Spoiler alert: McKenzie doesn’t have any actions or policies laid out to explain how Substack will combat bigotry. Caught some heat” is about as bad as it gets from a company statement. It might as well have said got caught being shitty.”

The heat” in question were from an episode of Decoder where Chris Best, CEO of Substack, refused to say that all brown people are animals and they shouldn’t be allowed in America” would violate their content guidelines.

It gets worse, in classic whataboutism McKenzie argues that the other social media companies aren’t doing much to fight bigotry despite their huge content moderation teams.

Facebook, Instagram, Twitter and others have tens of thousands of engineers, lawyers, and trust & safety employees working on content moderation, and they have poured hundreds of millions of dollars into their efforts. The content moderation policies at some of those companies run to something like 150 pages. But how is it all working out? Is there less concern about misinformation? Has polarization decreased? Has fake news gone away? Is there less bigotry? It doesn’t seem so to us, despite the best efforts and good intentions of the most powerful media technology companies the world has ever known.

Now, this doesn’t mean there should be no moderation at all, and we do of course have content guidelines with narrowly defined restrictions that we will continue to enforce. But, generally speaking, we suspect that the issue is that you can’t solve a problem (social media business models) with a problem (a content moderation apparatus that doesn’t work and burns trust). So we are taking a different path.

That different path,” McKenzie explains, is changing the business model.” How will they change this business? Basically making the creator do their own content moderation. Substack decided to look at their writers, the whole reason Substack is making money, and telling them to figure it out themselves.

Truthfully this is a bad company statement trying to walk back Chris Best’s blunder on Decoder. In fact, it made things even more rocky for Substack.

Substack is a place where writers can write what they want to write, readers can read what they want to read, and everyone can choose who they hang out with. It’s a different game from social media as we know it.

No it isn’t, this game” is the same on Facebook, Twitter, and more. There can be simple and no-nonsense content moderation policies in place and people who disagree on the platform.

Just because you are removing and disallowing someone from saying all brown people are animals and they shouldn’t be allowed in America” doesn’t mean that everyone will suddenly be the same ideologically. You can have rules in place to prevent violence while having a healthy discourse.
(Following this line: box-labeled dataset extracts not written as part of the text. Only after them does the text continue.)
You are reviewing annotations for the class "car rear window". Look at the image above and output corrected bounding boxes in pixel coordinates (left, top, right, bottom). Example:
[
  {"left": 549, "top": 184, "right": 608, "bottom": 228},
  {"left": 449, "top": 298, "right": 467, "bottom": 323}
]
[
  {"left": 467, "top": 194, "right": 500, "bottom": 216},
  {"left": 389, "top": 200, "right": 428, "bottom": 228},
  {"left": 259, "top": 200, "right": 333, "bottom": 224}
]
I wrote before about Substack’s poorly written content guidelines and I said, this isn’t an endorsement to spread hate but it certainly doesn’t thwart any of that kind of behavior either.” While I still believe that, the more Substack dives in to their content moderation guidelines give me pause. It makes me believe that Substack is less making a critical error and more deliberately dog-whistling.

Some people feel similarly, one being Mike Masnick at Techdirt. He explained the Nazi bar story on Reddit and how, with comments like Best’s on Decoder, Substack is allowing more Nazis to come in to Substack’s metaphorical bar.

But Substack is a centralized system. And a centralized system that doesn’t do trust & safety… is the Nazi bar. And if you have some other system that you think allows for moderation but not censorship” then be fucking explicit about what it is. There are all sorts of interventions short of removing content that have been shown to work well (though, with other social media, they still get accused of censorship” for literally expressing more speech). But the details matter. A lot.

If Substack truly wants to be a place for everyone to come and discuss things that matter to them, they cannot continue with this hands-off approach. Content moderation is messy, and it isn’t easy to handle. That being said, Substack needs to roll up their sleeves and embrace the mess. Otherwise they will drive more and more people off of their platform.